Though the idea of having a jQuery-like selector API for DLR languages is attractive, it is less feasible since each language will want a different way to specify the syntax. Also, libraries in those languages may exist (eg. Ruby's Hpricot), so it'd be best to use those directly. This might be addressed in a future change, or another library, but is out of scope for this change.
The "start" script referenced in the Inline Scripts section ... what is it?
The "start" script is another term for the entry-point script. By default it's app.*, and * is used to figure out the correct language to instantiate. However, the user can specify the specific start-script in the initParams:<param name="initParams" value="start=myapp.rb" />
See the original dynamic languages in Silverlight specification for more information TODO add link.
Can I write offline Silverlight applications with this?
Not with Silverlight 3. Offline Silverlight applications do not allow using the browser DOM APIs, since they just run the Silverlight control outside the browser.
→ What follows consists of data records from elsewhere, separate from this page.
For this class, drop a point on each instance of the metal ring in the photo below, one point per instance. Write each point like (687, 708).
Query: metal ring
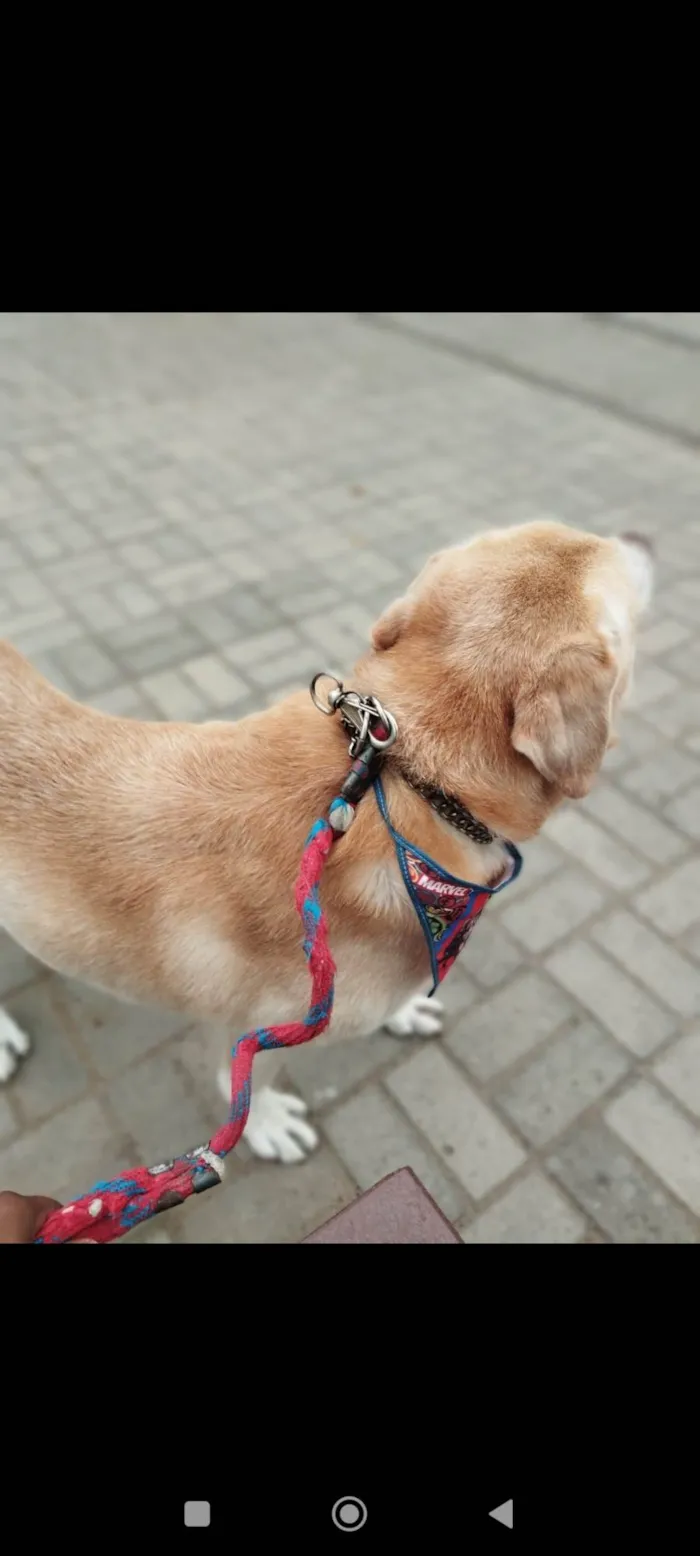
(389, 724)
(316, 699)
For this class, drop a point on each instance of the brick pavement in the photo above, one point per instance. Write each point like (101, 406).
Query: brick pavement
(196, 511)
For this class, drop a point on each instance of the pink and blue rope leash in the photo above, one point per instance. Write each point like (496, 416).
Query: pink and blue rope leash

Therefore, offline Silverlight applications cannot use <script> tag code. If you'd like to write a Silverlight application that runs both in the browser and on the desktop, you'll need to keep everything in the XAP file and use the "start" script as the application's entry-point. Silverlight 4 supports HTML hosted in an OOB app, so it's possible to directly support this in the future.